Aware that this violates Newton's First Law of not asking for medical advice on the internet, but I thought given the various jobs and expertise here there might be an outside chance that someone could point me to some better professional resources than Google.
During COVID I had what was clearly a COVID prompted single pneumothorax (collapsed lung). The standard medical advice is that there are three types of pneumothorax: puncture (e.g. from a bullet); disease-induced; and spontaneous. Once healed and after a rest period (~12 months) puncture pneumothorax is not a bar to diving, but spontaneous is a lifetime bar. Disease-induced, however, is a "depends on the disease" case (which I understand from the one useful doctor I've talked to is a function of whether the disease acts on existing weaknesses in the lung, or creates those weaknesses.
Because I had COVID in March 2020 and the NHS triage system was flawed at best, it went undiagnosed for 5 weeks.* The eventual diagnosis treated it as a spontaneous pneumothorax, while acknowledging that it was caused by COVID. Because COVID was new, there is no option or research on the "disease-induced" elements of it, and so it's still unclear (I've asked doctors who are mostly unhelpful) whether COVID pneumothorax is a diving bar or not.
Two questions. First, although I can do my own Googling, has anyone had or heard of information or experiences relating to this and diving? Long shot I know. Second, since the problems with pneumothorax and diving relate to oxygen equalisation, free diving is still theoretically in - does anyone have any knowledge of or links to free diving resources which explain the differences in pressure / physics between free and air-breathing diving?
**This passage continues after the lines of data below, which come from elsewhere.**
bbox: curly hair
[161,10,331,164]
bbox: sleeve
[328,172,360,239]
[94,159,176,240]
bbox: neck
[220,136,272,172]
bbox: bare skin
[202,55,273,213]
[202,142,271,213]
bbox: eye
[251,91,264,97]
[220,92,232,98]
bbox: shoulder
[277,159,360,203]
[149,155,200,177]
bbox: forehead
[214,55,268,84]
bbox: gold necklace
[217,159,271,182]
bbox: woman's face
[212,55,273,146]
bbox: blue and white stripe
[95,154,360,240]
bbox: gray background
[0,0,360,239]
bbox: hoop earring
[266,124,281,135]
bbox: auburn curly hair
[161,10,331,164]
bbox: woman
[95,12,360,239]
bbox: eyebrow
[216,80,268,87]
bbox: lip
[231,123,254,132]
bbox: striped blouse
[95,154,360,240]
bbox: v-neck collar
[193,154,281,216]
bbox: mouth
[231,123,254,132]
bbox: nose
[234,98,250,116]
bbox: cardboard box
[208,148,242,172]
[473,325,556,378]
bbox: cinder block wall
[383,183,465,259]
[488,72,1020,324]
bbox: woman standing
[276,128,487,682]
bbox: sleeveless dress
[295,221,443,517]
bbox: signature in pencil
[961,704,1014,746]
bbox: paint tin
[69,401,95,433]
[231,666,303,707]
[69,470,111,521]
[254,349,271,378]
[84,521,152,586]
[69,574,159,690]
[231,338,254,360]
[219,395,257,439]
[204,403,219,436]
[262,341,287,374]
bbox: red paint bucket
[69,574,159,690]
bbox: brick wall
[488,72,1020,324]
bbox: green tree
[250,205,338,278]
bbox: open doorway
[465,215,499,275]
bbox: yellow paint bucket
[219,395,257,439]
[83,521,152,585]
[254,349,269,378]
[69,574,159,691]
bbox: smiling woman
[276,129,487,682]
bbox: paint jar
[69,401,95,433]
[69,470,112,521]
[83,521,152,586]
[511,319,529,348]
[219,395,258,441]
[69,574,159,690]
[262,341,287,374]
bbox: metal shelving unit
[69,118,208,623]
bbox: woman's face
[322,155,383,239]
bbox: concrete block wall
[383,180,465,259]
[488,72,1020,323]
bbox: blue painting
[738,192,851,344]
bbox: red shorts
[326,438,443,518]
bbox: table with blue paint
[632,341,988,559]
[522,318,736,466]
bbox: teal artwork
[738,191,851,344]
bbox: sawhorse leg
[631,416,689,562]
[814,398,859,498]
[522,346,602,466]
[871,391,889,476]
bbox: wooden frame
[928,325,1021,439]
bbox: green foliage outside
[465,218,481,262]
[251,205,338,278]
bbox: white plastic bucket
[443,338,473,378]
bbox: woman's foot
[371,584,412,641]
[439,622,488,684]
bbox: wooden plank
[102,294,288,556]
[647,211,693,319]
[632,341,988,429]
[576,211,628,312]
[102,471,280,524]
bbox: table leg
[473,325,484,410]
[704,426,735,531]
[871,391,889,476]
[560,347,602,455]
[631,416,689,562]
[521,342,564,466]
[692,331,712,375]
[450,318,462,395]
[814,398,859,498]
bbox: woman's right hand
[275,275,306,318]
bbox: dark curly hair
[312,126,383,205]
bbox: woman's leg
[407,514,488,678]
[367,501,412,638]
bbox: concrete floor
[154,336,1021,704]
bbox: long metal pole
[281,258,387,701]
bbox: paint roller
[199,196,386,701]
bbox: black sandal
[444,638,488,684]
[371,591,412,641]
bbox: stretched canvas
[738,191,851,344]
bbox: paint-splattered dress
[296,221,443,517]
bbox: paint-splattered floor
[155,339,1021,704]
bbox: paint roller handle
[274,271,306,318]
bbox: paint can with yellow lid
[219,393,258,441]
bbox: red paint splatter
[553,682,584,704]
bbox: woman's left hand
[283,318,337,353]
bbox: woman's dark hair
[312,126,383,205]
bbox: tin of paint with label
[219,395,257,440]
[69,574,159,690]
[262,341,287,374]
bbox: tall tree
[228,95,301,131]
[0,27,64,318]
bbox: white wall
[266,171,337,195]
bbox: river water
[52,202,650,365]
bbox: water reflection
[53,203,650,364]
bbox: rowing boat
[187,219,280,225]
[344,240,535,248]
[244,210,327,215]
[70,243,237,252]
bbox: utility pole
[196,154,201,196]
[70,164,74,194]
Again, fully aware this is a long shot, but military diving quals tend to be more comprehensive in the theory education part, and if you don't ask etc.
* Which, given subsequent figures for COVID pneumothorax of a 66% mortality rate with 100% requiring ventilation, and I achieved a 0% mortality rate with 0% ventilation, I'm going to categorise as getting COVID "like a boss", albeit a somewhat weakened boss who had to pause for a couple of minutes after every third step up the stairs.